American businessman (born 1979)

MacLaren "Mac" Thompson Cummings (born January 23, 1979) is an American entrepreneur and co-founder of Terakeet, a brand reputation management firm.

== Education ==
Cummings was raised in Tully, New York. He attended Manlius Pebble Hill High School in DeWitt, NY. After graduating from high school, Cummings attended Cornell University, where he received his Bachelor of Science degree from the School of Industrial and Labor Relations in 2001.

== Career ==
In 1998, Cummings launched Mindshark Software and Consulting from his Cornell University dorm room and served as CEO. Cummings led Mindshark to several software agreements with clients such as Forbes and General Electric.

=== Terakeet ===
In 2001, Cummings co-founded Terakeet Corporation with business partner, Patrick Danial. Terakeet was founded as voice-recognition software for call centers. It received $600,000 from angel investors, but the company didn't turn a profit so it pivoted to search engine optimization and online reputation management in 2004.
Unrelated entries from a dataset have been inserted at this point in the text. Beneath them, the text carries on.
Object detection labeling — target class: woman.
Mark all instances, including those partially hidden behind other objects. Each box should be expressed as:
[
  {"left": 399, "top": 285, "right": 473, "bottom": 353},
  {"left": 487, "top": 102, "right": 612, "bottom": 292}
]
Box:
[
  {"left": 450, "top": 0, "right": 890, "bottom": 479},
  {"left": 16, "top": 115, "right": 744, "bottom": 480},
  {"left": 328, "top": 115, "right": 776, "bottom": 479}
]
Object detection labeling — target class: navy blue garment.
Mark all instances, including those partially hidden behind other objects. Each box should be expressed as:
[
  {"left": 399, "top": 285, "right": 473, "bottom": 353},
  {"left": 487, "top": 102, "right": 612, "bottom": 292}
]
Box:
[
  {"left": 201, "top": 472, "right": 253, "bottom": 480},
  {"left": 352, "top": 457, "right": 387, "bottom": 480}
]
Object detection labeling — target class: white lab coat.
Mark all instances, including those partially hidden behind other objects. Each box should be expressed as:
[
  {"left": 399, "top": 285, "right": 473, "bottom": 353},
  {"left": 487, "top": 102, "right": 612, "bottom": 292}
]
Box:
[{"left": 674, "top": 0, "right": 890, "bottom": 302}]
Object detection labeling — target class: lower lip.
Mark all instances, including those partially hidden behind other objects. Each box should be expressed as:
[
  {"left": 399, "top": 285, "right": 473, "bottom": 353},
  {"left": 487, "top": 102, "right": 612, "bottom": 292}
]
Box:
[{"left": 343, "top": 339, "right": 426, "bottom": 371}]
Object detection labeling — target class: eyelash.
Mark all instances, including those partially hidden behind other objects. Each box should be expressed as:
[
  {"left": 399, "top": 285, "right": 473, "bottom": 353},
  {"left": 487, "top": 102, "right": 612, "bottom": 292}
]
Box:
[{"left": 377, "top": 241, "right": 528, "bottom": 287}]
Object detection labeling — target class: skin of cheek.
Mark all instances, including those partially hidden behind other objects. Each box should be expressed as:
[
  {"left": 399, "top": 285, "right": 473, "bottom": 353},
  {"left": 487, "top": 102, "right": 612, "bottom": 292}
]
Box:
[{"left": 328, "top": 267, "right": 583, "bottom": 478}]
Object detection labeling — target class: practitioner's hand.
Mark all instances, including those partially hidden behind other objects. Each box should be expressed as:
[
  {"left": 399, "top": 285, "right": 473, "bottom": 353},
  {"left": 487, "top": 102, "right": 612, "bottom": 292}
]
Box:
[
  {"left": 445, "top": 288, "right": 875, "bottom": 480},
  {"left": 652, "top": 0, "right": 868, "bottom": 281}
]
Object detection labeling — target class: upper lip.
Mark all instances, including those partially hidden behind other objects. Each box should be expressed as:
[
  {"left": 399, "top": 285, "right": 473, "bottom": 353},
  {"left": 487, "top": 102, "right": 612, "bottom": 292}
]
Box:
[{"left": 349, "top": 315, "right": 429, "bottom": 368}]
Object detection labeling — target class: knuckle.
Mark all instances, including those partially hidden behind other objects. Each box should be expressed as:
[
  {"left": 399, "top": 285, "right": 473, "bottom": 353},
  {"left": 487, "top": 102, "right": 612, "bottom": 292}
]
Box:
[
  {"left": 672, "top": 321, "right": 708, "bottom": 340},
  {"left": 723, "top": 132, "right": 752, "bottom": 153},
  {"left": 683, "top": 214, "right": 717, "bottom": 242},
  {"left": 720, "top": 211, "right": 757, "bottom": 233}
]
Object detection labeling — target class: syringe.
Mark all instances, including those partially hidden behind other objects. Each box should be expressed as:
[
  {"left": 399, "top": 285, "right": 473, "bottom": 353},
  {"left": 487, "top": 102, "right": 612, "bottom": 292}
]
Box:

In 2013, Cummings and Danial created Earned Visibility, Inc. and established Terakeet LLC as a subsidiary. Terakeet grew from 75 employees in 2013 to 175 employees in 2015, earning the firm recognition as one of the fastest-growing companies in America, according to Inc. Magazine. The company has over 400 employees and estimated revenue of $100M as of 2022. Fortune magazine named Terakeet one of the best places to work in 2017, 2020, 2021, and 2022.

Cummings ranked first in New York and ninth in the US on Glassdoor's 2021 Top CEOs for Small and Medium-Sized Businesses list. In 2022, Ernst & Young named Cummings the New York Entrepreneur of the Year. In 2023, Cummings sold Terakeet subsidiary Perlu, LLC, an influencer marketing technology platform, to Publicis Group.

In May 2026, the New York Times reported that in April 2024, Terakeet had been hired by Goldman Sachs to perform online reputation management work for the firm, CEO David M. Solomon, and general counsel Kathryn Ruemmler to help downplay her involvement with Jeffrey Epstein prior to the release of the Epstein files. The article reported that Terakeet’s fees range from $5 to $10 million annually.

== Politics ==
Cummings has been active in local and national politics and has been consulted for fundraising strategies on the technology and web side of campaigns. Cummings served as Director of Internet Finance for Hillary Clinton’s presidential bid from February to June 2008. Hillary Clinton's campaign chairman Terry McAuliffe sought Cummings out to work on the campaign, first as a consultant, then as part of the campaign team after Cummings organized a fundraiser in Syracuse, McAuliffe’s home town. After the Clinton campaign suspended in 2008, Cummings and Terakeet were selected to advise the Obama digital team on its content, blogging, and SEO strategies. After the successful election of Barack Obama in 2008, Terakeet again was solicited to provide technology consulting to the campaign and its technical team. In 2013, Cummings advised then businessman and friend Terry McAuliffe on his run for Governor of Virginia. In 2016, Cummings and Terakeet were brought in during the last weeks of Hillary Clinton's presidential campaign, Hillary for America, to reach out to battleground states in a small role. In 2021, Cummings and his wife, Rochelle, hosted President Bill Clinton at their home in Skaneateles, NY.